Otelin kapılarından içeri girer girmez Jeongguk'un alışkınlığı dolayısıyla yalnızca partinin salonuna varmak için aceleci adımlara yöneltse de aksine Namjoon etrafı seyrederek, düzenlenmiş etkinliğin bu denli paraya değip değmediğini sorgulayarak ve ardından bu kadar zenginliğin nereden geldiğinin merakıyla yürüyordu. Holde yalnızca birbirleriyle konuşan birkaç smokinli, misafirleri karşılayan görevliler, etraftakilere içecekler dağıtan garsonlardan ibaretti. Asansörlerin önleri oldukça kalabalıktı, sekiz asansörü es geçerek Jeongguk'u takip etmeye devam edip servis asansörüne rahat bir şekilde ulaştıklarında heyecanlı gülümsemeye karşı, "Parti tüm otelde mi yoksa?" diye sordu. Jeongguk gülümseyişini bozmadan en üst katın düğmesine bastığında asansörler kapandı, dört köşe arasında yaramazlık yapabilecekmiş gibi duran ikili yalnız kaldı. "74 katlı bir bina. 75'ten 80'e dek teras seçkin partiler için ayrılıyor. Otelin ilk beş katında da normal organizasyonlar için ayrılmış salonlar var."
"Peki sen bunları nereden biliyorsun?"
Jeongguk merakla şakıyan büzülmüş dudaklara öpücük kondurdu, "Buraya ikinci gelişim," dedi. Namjoon'un merakının henüz yatışmadığını açıkça belliydi, Jeongguk memnuniyetle sorduğu her soruya dürüstçe cevap verirdi. "Bugün nedense şaşkınlıktan bayılacakmışsın gibi hissediyorum."
"Lütfen yavaşça alıştırarak yaparsan sevinirim." Asansör katları durmadan ilerliyordu. "Kimin partisi bu?"
"Sana söyledim, Hoseok davet gönderdi."
"Daveti televizyondan almanın şaşkınlığını atlatamadığımı da söylemem gerek öyleyse."
"Alışmalısın artık," Hafif eller göğsünü patpatladığında elleri hemen sıcacık ellerin üzerine kondu, avuçlarına alarak onları öptü.
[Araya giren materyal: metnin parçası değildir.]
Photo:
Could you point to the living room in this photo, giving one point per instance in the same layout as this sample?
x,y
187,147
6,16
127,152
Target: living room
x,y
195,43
Namjoon Jeongguk'a karşı her zaman şefkatliydi ancak uzun zamandır bu denli öpülesi bir adamı bekliyor olmak, durmaksızın onu sarıp sarmalamak istemesini sağlıyordu. Hislerinin beğenme ve ilgiden öteye büyümeye başladığının farkına varmaya başlıyordu, korkunç bir yüzleşmeydi fakat bir o kadar da kalbini çarptırıyordu. Jeongguk gülümsemeye devam ederken bir başka öpücüğü daha paylaştıklarında araladığı dudaklarından soluklar çarpıyordu. Jeongguk'un gözleri kapalı ve huzurlu bir şekilde alnına yaslanmış halini izlerken korkusunu kolayca atlatabileceğini bilse de karşılacağı büyük şaşkınlıklar, onu en çok korkutan şey buydu.
Asansör son kata vardığında kapılar açıldı, Namjoon dışarı adımladığında bu kata çıkan tek bir asansör olduğunu fark etti. Etrafını izlemeye devam ediyordu, terasa açılan bir cam kapı vardı, Jeongguk'un parti anlayışına uymayan küçük bir alana sahipti. Dışarıda kimseler de yoktu, içerisi ise kocaman bir ofis alanından ibaretti.